How Slack automates deploys

How Slack automates deploys

This is the latest issue of my newsletter. Each week I share research and perspectives on developer productivity. Subscribe here to get future issues.


This newsletter typically shares research on what impacts developer productivity. Today, I’m putting the spotlight on a team at Slack that is putting some of these ideas into practice.??

Slack runs on a large monolithic service where hundreds of developers implement hundreds of changes each week. Naturally, continuous deployment at this scale is a challenge. As the company has grown, deploys started to become increasingly difficult and manual.

Slack’s Release Engineering team has transformed the deployment process from a manual one involving “Deploy Commanders” to a fully automated process using anomaly detection powered by Z-scores. In today's issue we hear from Sean Mcilroy, from the company’s Release Engineering team, as he dives into how this transformation happened.?

This story is a great example of a team that streamlined the developer experience through thoughtful automation and tools.

You can also listen to my full interview with Sean on the Engineering Enablement podcast.
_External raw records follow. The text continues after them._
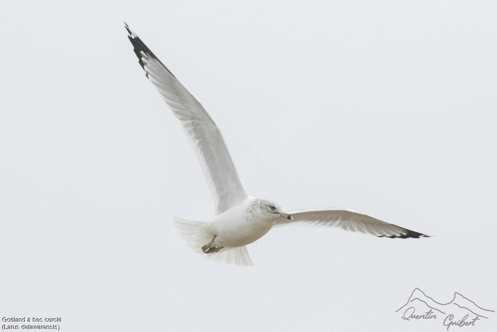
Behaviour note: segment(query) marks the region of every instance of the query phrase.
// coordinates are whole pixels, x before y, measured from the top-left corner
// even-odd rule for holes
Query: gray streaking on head
[[[212,118],[128,25],[125,25],[147,77],[179,120],[214,201],[216,217],[212,221],[173,218],[180,234],[196,251],[206,258],[226,263],[253,265],[247,244],[260,238],[273,226],[296,223],[338,227],[379,237],[429,237],[348,210],[287,213],[275,202],[248,195]]]

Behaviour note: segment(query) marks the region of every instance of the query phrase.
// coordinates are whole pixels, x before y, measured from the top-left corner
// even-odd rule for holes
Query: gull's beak
[[[289,215],[286,212],[282,212],[281,213],[278,213],[278,214],[282,217],[283,218],[286,218],[289,220],[293,220],[293,218],[292,217],[292,215]]]

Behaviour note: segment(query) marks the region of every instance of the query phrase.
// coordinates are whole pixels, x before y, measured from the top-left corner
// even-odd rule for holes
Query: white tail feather
[[[186,241],[186,244],[195,252],[201,254],[204,258],[241,266],[253,265],[248,255],[248,251],[245,245],[242,247],[225,247],[217,252],[204,253],[202,251],[202,246],[208,243],[214,236],[207,230],[208,223],[186,220],[177,217],[173,217],[172,219],[174,221],[174,225],[181,237]]]

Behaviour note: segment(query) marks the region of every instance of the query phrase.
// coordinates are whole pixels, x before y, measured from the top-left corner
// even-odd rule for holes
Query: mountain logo
[[[406,304],[395,312],[402,315],[401,318],[406,321],[442,321],[447,331],[452,326],[475,326],[482,319],[488,319],[495,314],[494,310],[484,309],[457,292],[450,302],[440,303],[417,288]]]

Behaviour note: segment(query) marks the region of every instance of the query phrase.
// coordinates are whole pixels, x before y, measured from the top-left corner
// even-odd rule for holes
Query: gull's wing
[[[196,153],[214,201],[216,214],[238,205],[248,196],[216,122],[193,95],[124,24],[138,62],[179,120]]]
[[[371,234],[378,237],[407,238],[429,235],[418,233],[379,219],[348,210],[316,210],[290,212],[293,220],[278,219],[275,226],[291,224],[338,227],[345,230]]]

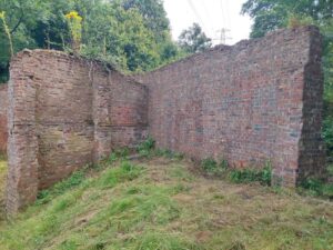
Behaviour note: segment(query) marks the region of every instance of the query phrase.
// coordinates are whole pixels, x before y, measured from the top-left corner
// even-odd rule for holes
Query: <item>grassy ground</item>
[[[0,227],[1,220],[3,220],[3,208],[4,208],[4,188],[6,188],[6,176],[7,176],[7,160],[4,156],[0,154]],[[0,248],[1,249],[1,248]]]
[[[3,222],[0,249],[333,249],[333,203],[155,158],[74,173]]]

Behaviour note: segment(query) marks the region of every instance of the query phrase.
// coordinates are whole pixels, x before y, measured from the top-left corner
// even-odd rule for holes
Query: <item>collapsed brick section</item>
[[[11,62],[7,209],[149,132],[158,147],[236,168],[273,167],[294,187],[322,176],[323,74],[314,27],[220,46],[133,79],[54,51]],[[149,89],[149,91],[148,91]]]
[[[8,109],[8,90],[7,84],[0,84],[0,153],[7,152],[7,109]]]
[[[148,89],[112,69],[36,50],[20,52],[10,73],[9,212],[112,148],[145,138]]]
[[[158,147],[238,168],[273,166],[294,187],[324,169],[321,34],[314,27],[220,46],[139,76]]]

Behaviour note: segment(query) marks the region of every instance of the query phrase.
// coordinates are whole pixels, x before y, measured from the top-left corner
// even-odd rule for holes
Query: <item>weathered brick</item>
[[[8,86],[0,84],[0,153],[7,151],[7,109],[8,109]]]

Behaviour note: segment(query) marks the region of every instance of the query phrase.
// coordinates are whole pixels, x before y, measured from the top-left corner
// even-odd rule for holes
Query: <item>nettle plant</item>
[[[0,11],[0,19],[1,19],[1,22],[2,22],[4,33],[6,33],[6,36],[8,38],[8,41],[9,41],[10,56],[12,57],[13,56],[12,40],[11,40],[10,31],[9,31],[9,28],[8,28],[8,24],[7,24],[7,21],[6,21],[6,12],[4,11]]]
[[[72,50],[74,53],[79,53],[82,39],[82,17],[77,11],[71,11],[64,17],[70,29]]]

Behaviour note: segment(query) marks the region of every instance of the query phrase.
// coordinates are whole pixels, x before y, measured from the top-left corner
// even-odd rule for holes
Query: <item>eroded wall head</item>
[[[8,84],[0,84],[0,154],[7,153]]]
[[[314,27],[220,46],[139,77],[158,147],[238,168],[273,166],[294,187],[324,168],[321,34]]]
[[[97,61],[23,51],[12,60],[10,74],[9,212],[113,148],[134,146],[147,134],[148,89]],[[121,137],[118,130],[130,132]]]

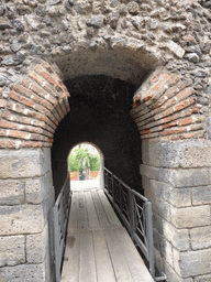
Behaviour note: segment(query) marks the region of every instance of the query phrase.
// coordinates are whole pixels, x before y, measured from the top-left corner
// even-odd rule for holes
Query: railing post
[[[115,203],[115,194],[114,194],[114,183],[113,183],[113,174],[111,174],[111,191],[112,191],[112,200],[113,200],[113,205]]]
[[[129,192],[129,210],[130,210],[130,224],[131,224],[131,238],[134,240],[135,234],[135,205],[134,195],[132,191]]]
[[[154,246],[153,246],[153,208],[152,203],[145,203],[146,208],[146,239],[148,245],[149,272],[155,278]]]

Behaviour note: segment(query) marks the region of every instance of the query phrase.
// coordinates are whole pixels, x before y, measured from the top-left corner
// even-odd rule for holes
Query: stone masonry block
[[[206,186],[210,183],[208,169],[159,169],[158,180],[174,187]]]
[[[1,206],[0,235],[36,234],[43,230],[43,210],[40,205]]]
[[[0,180],[0,205],[20,205],[25,200],[22,180]]]
[[[0,267],[15,265],[25,262],[24,236],[0,237]]]
[[[181,278],[210,273],[211,249],[174,253],[175,269]]]
[[[140,165],[140,174],[144,175],[151,180],[157,180],[158,178],[158,169],[151,166],[151,165]]]
[[[176,208],[171,206],[171,221],[177,228],[210,225],[210,206]]]
[[[29,178],[25,181],[25,198],[29,204],[42,203],[42,183],[41,177]]]
[[[159,165],[165,167],[211,166],[211,142],[163,142],[159,148]]]
[[[143,164],[159,166],[159,143],[142,143]]]
[[[193,250],[211,248],[211,226],[190,229],[190,240]]]
[[[163,198],[176,207],[191,206],[191,188],[174,188],[163,184]]]
[[[176,207],[191,206],[190,188],[174,188],[170,184],[158,181],[149,181],[149,187],[157,197],[163,197]]]
[[[210,282],[211,274],[195,278],[195,282]]]
[[[0,178],[41,176],[49,170],[49,149],[0,150]]]
[[[44,263],[5,267],[0,271],[1,282],[42,282],[45,281]]]
[[[211,204],[211,185],[192,187],[192,204],[193,205]]]
[[[189,249],[189,232],[188,229],[177,229],[168,221],[164,221],[164,237],[173,243],[179,251]]]
[[[168,278],[168,282],[193,282],[192,278],[182,279],[179,276],[175,269],[171,268],[168,263],[165,263],[163,270]]]
[[[29,263],[40,263],[44,261],[48,246],[47,238],[47,226],[45,226],[42,234],[26,236],[26,261]]]
[[[162,167],[211,166],[210,141],[165,141],[143,143],[143,163]]]

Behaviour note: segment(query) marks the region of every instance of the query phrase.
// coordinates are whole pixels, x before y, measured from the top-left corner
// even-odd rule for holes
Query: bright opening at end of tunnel
[[[75,145],[68,155],[71,191],[102,188],[103,155],[91,143]]]

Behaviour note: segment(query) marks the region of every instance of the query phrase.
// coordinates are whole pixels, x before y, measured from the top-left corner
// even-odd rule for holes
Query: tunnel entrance
[[[142,192],[141,138],[130,115],[136,86],[106,75],[85,75],[67,79],[65,85],[70,93],[70,112],[59,123],[52,148],[56,195],[66,177],[70,148],[84,141],[99,147],[104,165]]]

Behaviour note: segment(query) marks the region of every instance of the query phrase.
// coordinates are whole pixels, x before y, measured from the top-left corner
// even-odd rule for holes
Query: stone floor
[[[102,189],[74,191],[60,282],[153,282]]]

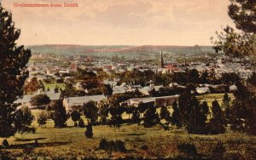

About Slack’s Release Engineering team

Slack’s Release Engineering team is a team of five that owns various pieces of the infrastructure around building and deploying Slack’s monolithic service, which is called “The Webapp.” Most of Slack runs on the Webapp. ‘It’s a gigabytes large, mono-repo with hundreds of developers working on it every day, so getting this thing built and continually deployed has its own unique set of challenges. That’s why we have a team dedicated mostly to focusing on just it.’

How the deployment process worked previously

Deploys used to be managed using Deploy Commanders (DCs). There were hundreds of DCs, who were trained volunteers. DCs would be put on a rotation to work a 2 hour shift where they’d walk the Webapp through its deployment steps, watching dashboards and executing manual tests along the way. Slack’s Release Engineering team managed the deployment tooling, dashboards, and the DC schedule.?

The challenge was that DCs didn’t feel confident making decisions. The Release team heard this feedback frequently. ‘Technically the process worked, but it was stressful. It’s difficult to monitor the deployment of a system this large. Also, DCs were on a rotation with hundreds of other developers. How do you get comfortable with a system that you may only interact with every few months? What’s normal? What do you do if something goes wrong? We had training and documentation, but it’s impossible to cover every edge case. Deploying something this large that affects this much of the company was an uncomfortable process for people.’

Changing the process?

Initially, the Release Engineering team focused on giving Deploy Commanders better signals. Automating the process wasn’t yet on their radar. ‘The joke was that we were just going to have a single UI with a red button and a green button for go or no go, and that’s all deploy commanders would watch. That was the abstract goal, to have something that said ‘things are bad or things aren’t bad’ so DCs don’t have to be experts on a million different things.”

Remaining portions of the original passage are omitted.